Carsen Edwards' driving bucket out of a timeout — on a day in which he was 4-of-24 from the field — then put Purdue ahead one.

After Romeo Langford tied the game at the foul line, but missed the back end to give Indiana the lead back, Edwards missed a jumper, but Haarms reached over Juwan Morgan to bat the rebound in off the glass, much to the dismay of a crowd that's now seen IU lose a series of heartbreakers at home lately during this season gone terribly awry.

Haarms says his intent was to score on the putback, as opposed to simply keeping it alive, and he did just that, one of a few bounces that went Purdue's way.

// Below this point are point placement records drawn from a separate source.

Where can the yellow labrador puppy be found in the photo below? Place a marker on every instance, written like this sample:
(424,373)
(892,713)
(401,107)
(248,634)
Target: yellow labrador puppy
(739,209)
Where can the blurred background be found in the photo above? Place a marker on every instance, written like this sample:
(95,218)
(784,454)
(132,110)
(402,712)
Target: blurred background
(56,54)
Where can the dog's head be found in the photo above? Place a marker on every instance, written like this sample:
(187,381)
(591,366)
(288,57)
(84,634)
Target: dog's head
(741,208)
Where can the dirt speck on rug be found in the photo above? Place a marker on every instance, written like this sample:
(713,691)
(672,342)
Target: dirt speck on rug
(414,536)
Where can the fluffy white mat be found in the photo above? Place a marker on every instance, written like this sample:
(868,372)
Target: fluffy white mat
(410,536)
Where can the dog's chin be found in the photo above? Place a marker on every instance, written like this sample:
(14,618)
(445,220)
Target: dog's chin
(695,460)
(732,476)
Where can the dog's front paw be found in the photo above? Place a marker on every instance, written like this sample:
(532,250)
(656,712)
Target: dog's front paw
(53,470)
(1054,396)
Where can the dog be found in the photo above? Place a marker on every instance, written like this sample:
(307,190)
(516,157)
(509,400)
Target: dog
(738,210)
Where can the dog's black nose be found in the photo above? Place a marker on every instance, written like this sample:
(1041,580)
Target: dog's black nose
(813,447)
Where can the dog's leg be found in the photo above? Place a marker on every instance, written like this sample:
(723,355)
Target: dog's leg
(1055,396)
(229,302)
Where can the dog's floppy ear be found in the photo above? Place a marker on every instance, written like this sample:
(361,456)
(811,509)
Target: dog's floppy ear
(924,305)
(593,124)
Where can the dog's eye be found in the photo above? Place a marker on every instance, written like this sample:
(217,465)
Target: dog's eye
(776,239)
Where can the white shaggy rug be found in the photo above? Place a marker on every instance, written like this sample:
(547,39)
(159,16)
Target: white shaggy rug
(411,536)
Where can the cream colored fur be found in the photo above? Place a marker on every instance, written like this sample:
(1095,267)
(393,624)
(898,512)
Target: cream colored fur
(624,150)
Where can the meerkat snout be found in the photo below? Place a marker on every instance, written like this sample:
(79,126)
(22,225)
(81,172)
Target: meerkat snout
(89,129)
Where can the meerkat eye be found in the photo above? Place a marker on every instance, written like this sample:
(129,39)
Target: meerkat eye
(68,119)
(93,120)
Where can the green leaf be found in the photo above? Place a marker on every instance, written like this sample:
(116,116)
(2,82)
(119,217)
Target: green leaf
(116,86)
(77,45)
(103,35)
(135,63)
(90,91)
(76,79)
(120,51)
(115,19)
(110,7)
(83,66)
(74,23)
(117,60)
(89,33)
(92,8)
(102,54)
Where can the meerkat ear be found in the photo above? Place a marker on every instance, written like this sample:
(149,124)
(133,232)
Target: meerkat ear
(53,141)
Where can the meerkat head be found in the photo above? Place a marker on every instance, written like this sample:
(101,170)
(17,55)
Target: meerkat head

"We found a way," Matt Painter said, "but part of finding your way is getting some breaks, and we got some breaks, too."

Including on the last play, Painter said, when Purdue survived a defensive breakdown that allowed Juwan Morgan an open three to win it.

It was short.

And Purdue celebrated, winning ugly, as ugly as it comes, actually, in a game in which all the game's biggest names labored.

Morgan led an offensive rebounding effort that nearly won the game for Indiana — fitting then that Purdue won on one — but was only 3-of-14 from the floor; Langford scored 14 points, but got off just six shots, none in the second half, when all his points came on free throws.

And Edwards, the Purdue All-American, didn't make a jumper, finishing 0-of-10 from three-point range amidst his 4-of-24 shooting. To his credit, though, he came up with two important field goals late in the game, but beyond that, it was rough.

"A lot of people talk about Carsen and he's one of the best players, if not the best player, in the country," said Cline, who scored a team-high 11 points. "People don't realize we have a lot of weapons around him and that's the reason we're playing so well. Obviously tonight it spoke for itself."